NOYES: Yeah, I see him when I go out to headquarters. He's a great guy. He's very passionate about Facebook and about building it and having it evolve in a very smart way. The movie did do an excellent job of re-creating the T-shirts and hoodies that he wears. The costume design was brilliant.
MW: I asked you where somebody might bump into you professionally. What about socially? Where do you go at night?
NOYES: I don't really go out a lot during the week, just because I'm typically in the office till 6:30 or 7, maybe later. Then go home, walk the dog, and work until bedtime.
MW: Sounds like a lot of fun.
NOYES: It is fun! It's fun work. That's the thing. It doesn't seem like work.
But, gosh, where do I like? I love the new American Ice Company, and it's literally a stone's throw from my apartment. I'm there a lot. Nellie's occasionally. The 9:30 Club. I live right across from the 9:30 Club for a reason. I love any kind of indie pop. Really anything that will play at 9:30, Black Cat. I was really bummed that the Scissor Sisters' bus got stuck in a snowdrift and they missed their concert. Now they've rescheduled for June and I'm going to be teaching that night, so I have to give my tickets away.

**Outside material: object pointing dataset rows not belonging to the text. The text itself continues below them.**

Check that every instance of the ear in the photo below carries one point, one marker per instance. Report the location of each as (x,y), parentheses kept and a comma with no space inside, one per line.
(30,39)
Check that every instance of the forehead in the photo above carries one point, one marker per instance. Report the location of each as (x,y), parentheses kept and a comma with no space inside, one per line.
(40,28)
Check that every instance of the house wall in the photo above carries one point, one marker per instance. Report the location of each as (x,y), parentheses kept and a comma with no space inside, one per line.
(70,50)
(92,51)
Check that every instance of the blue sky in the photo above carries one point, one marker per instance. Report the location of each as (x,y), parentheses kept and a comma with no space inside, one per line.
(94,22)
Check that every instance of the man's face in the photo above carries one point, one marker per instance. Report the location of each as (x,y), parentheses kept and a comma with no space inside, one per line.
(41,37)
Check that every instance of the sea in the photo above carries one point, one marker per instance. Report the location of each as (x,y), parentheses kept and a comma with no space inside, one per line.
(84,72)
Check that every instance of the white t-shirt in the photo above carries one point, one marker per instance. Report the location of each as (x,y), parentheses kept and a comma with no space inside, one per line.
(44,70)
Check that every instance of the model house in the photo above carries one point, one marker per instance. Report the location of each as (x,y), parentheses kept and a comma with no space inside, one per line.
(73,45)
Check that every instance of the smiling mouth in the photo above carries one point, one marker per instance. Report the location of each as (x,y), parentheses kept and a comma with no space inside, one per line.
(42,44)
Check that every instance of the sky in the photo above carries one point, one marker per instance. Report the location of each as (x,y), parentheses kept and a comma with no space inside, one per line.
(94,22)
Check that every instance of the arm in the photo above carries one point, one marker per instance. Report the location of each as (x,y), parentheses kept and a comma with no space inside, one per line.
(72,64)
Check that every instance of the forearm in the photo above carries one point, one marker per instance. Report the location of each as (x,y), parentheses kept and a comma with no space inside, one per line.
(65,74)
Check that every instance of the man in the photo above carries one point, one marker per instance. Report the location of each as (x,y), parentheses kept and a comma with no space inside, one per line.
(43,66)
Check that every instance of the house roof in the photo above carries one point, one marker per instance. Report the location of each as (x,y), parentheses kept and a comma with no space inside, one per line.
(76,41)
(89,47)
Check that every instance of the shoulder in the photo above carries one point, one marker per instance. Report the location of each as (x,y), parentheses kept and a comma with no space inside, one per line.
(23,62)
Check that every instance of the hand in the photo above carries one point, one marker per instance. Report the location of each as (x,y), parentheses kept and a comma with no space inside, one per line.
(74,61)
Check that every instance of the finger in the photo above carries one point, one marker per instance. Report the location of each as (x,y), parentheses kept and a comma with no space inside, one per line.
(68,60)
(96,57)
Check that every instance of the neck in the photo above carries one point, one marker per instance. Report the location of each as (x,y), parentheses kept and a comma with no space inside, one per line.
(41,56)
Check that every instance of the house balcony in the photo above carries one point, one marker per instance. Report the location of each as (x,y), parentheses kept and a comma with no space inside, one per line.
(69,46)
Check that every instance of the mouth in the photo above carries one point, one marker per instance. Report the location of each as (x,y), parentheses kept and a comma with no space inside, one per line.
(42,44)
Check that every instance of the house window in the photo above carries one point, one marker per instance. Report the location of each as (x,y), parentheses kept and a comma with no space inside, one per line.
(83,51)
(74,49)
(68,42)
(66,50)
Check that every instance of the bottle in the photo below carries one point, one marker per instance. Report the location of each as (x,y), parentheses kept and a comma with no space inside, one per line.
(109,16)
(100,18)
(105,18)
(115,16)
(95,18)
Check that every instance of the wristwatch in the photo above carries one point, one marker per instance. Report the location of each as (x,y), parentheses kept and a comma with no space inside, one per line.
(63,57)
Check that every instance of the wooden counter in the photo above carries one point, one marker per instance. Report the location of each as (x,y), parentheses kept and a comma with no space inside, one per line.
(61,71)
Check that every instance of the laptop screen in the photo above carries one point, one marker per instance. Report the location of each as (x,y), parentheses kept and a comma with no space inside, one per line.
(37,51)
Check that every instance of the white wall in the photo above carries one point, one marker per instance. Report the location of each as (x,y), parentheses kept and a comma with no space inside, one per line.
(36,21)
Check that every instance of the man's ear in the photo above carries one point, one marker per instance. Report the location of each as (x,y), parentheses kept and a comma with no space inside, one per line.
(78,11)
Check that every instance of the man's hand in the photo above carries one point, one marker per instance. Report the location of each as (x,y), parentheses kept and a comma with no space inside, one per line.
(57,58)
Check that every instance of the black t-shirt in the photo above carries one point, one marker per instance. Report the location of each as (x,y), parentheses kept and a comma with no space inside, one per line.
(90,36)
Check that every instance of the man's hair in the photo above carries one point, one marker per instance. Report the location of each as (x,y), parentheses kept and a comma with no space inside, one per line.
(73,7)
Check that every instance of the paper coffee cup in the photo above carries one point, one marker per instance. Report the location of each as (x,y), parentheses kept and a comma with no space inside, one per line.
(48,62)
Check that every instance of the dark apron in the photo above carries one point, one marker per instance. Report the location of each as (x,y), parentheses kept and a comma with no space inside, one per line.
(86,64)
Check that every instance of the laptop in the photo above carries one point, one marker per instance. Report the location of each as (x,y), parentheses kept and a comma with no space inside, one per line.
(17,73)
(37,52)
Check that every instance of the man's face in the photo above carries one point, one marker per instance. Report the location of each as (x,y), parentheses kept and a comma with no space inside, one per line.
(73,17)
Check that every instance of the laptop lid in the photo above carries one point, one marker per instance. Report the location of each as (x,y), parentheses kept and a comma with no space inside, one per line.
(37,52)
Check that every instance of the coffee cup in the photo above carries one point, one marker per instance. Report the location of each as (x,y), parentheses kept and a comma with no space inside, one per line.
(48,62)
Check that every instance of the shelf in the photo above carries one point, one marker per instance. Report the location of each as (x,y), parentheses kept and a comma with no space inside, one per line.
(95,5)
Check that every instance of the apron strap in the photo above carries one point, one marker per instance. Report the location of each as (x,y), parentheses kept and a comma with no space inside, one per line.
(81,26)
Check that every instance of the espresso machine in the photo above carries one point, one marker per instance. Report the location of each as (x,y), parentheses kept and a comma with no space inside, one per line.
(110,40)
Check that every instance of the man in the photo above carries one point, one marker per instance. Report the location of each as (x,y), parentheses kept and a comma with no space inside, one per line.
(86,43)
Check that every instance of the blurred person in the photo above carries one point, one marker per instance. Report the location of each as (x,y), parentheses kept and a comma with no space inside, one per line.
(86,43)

MW: Are you proud of the work you're doing here?
NOYES: Incredibly proud. As the events in Japan have played out, I've been inundated with just these amazing stories of how Facebook and other technologies have helped people remain connected. We have the Global Disaster Relief page on Facebook, which is something colleagues as headquarters created in the middle of the night, hours after the Haiti earthquake in January of 2010. It was just because we were seeing people reacting to the tragedy on Facebook and we wanted to provide a place where people could get resources, information, where they could figure out how to help, so we launched the Global Disaster Relief page.
From Haiti, to the earthquake in Chile, to the New Zealand earthquake, and now in Japan, we kind of hold that page up as a really great example of the power of Facebook in trying times, because you can go there and find information about how to give.

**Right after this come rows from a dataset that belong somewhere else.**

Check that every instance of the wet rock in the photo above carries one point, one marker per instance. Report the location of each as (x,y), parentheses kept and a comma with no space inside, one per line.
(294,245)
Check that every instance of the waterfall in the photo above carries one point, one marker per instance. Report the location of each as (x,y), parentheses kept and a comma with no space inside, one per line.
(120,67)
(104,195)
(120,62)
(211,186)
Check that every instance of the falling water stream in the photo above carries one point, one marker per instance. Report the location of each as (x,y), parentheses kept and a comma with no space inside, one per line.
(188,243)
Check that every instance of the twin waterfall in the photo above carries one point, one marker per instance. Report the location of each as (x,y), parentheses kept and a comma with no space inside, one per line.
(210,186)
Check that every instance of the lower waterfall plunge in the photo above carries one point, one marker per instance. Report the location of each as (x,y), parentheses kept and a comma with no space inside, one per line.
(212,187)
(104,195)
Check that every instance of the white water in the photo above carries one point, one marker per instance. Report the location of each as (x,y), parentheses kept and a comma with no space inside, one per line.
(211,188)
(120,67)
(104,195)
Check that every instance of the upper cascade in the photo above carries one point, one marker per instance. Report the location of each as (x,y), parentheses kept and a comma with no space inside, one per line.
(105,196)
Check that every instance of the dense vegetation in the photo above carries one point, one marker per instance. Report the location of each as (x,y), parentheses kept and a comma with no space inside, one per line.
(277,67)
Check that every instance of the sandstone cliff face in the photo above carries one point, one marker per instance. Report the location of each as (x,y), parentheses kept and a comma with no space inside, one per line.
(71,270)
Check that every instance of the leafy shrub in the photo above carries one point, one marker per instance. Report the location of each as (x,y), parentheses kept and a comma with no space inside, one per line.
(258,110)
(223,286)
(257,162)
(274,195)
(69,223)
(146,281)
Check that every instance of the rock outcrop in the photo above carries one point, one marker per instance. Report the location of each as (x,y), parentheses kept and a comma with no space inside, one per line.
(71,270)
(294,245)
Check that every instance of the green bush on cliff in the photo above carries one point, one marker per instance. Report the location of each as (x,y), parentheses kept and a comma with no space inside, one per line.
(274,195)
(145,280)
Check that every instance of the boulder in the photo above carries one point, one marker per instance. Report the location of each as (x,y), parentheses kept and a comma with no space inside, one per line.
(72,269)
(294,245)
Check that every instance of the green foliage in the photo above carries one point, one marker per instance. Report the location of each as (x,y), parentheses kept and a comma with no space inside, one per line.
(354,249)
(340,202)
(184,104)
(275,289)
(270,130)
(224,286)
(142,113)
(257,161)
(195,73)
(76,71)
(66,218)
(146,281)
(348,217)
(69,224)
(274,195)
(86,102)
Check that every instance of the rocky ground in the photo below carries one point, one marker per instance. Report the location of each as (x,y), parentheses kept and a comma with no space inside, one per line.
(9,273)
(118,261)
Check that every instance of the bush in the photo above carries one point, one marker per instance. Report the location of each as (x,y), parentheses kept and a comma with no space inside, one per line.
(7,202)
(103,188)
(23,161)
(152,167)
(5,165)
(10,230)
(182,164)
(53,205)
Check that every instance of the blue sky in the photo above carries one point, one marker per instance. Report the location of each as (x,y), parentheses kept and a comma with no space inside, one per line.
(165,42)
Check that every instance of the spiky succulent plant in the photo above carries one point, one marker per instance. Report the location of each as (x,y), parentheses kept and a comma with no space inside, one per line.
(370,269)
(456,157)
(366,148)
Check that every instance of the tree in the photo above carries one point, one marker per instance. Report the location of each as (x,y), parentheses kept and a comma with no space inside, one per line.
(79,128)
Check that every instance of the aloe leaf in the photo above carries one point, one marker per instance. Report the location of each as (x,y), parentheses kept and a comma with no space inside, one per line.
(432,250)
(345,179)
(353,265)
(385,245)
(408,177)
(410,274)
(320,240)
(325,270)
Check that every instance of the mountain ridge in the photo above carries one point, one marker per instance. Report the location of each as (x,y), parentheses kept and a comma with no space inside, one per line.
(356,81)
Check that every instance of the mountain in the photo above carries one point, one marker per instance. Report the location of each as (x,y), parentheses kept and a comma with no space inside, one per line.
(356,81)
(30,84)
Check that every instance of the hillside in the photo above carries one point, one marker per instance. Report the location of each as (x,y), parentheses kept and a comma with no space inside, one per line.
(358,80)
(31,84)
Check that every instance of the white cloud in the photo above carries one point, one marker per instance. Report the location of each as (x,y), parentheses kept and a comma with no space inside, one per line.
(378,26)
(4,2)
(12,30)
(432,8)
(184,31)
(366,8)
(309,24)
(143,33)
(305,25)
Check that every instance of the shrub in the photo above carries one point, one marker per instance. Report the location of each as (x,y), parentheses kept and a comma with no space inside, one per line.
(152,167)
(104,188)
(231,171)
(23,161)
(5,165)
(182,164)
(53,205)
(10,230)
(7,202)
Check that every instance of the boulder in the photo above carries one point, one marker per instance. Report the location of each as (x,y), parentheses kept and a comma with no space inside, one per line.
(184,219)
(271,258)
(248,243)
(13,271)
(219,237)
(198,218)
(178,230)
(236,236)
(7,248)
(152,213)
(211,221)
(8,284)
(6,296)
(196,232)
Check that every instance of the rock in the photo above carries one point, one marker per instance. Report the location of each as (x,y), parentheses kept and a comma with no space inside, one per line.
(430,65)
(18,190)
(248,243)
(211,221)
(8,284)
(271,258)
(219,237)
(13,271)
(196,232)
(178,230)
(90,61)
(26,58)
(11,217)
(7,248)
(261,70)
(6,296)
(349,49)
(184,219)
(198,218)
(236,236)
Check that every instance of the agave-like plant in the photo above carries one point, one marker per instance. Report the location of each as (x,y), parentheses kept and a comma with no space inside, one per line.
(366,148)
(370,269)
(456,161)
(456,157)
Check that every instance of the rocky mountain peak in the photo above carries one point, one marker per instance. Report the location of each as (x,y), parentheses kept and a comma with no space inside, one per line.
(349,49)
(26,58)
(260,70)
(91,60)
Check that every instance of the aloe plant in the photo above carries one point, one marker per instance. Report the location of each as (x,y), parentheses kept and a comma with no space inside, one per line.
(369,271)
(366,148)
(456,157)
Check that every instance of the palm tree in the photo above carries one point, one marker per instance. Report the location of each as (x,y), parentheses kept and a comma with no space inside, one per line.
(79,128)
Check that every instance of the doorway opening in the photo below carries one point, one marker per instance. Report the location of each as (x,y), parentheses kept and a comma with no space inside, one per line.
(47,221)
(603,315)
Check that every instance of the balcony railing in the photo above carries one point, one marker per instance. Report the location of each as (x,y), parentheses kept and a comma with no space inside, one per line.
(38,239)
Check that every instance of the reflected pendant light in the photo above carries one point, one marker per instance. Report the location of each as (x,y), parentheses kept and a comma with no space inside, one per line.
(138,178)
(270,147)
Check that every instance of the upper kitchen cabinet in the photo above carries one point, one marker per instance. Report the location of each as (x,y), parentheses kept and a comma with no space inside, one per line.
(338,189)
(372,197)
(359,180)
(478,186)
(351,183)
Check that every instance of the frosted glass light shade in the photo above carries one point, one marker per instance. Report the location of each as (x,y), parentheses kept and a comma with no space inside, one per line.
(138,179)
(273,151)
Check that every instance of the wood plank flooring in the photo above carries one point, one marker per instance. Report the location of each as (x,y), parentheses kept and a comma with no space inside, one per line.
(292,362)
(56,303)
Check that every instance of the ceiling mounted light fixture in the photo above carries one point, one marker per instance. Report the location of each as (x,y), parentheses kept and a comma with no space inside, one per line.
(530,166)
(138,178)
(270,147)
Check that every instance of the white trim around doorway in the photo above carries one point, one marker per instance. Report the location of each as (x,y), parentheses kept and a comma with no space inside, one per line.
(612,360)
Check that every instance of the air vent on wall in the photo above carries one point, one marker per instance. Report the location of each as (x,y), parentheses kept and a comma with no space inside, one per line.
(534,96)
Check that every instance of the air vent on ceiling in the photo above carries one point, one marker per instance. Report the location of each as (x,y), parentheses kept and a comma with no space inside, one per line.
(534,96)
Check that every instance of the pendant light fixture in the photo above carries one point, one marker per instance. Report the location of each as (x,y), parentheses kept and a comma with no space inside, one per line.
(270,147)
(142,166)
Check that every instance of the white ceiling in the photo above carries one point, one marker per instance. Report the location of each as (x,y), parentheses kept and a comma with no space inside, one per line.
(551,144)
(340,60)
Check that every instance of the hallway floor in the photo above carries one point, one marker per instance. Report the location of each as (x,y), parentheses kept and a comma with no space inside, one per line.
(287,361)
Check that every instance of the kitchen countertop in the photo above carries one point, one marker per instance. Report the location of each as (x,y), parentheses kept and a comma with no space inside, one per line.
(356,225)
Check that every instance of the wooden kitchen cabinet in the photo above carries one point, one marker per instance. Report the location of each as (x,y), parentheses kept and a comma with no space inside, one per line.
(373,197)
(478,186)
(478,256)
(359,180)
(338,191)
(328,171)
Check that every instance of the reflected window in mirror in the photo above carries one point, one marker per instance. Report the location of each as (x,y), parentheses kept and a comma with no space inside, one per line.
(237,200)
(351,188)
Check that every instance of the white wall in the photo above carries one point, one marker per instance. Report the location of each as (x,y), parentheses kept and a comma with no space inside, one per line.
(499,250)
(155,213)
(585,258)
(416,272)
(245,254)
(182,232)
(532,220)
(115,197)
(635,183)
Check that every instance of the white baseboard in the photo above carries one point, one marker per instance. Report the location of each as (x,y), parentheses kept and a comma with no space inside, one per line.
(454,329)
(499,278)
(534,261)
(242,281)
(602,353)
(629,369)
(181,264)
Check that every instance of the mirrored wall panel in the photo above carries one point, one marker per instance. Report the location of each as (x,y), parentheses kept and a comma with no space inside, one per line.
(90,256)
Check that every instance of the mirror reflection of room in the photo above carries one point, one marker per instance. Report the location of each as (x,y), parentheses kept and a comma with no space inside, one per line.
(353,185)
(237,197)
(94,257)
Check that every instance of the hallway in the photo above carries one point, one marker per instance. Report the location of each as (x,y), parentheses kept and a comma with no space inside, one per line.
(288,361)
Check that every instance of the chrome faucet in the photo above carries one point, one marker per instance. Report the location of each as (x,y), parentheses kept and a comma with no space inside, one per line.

MW: What's an adjective your friends would label you with?
NOYES: It may be ''driven.'' But I think ''driven'' also has a bit of a negative connotation. I would also hope that my friends would say that in addition to being driven, I'm also thoughtful.
MW: How would you say your life is meeting your expectations?
NOYES: I feel blessed to have been given the life that I've had, and the career opportunities that I've had. And I'm incredibly blessed to be working for this company. We have really the most talented, wonderful people I've ever worked with in any setting. And we all really believe in the power of our service. It's a great environment and that's why I'm blessed to be here. I think absolutely my life has met my expectations.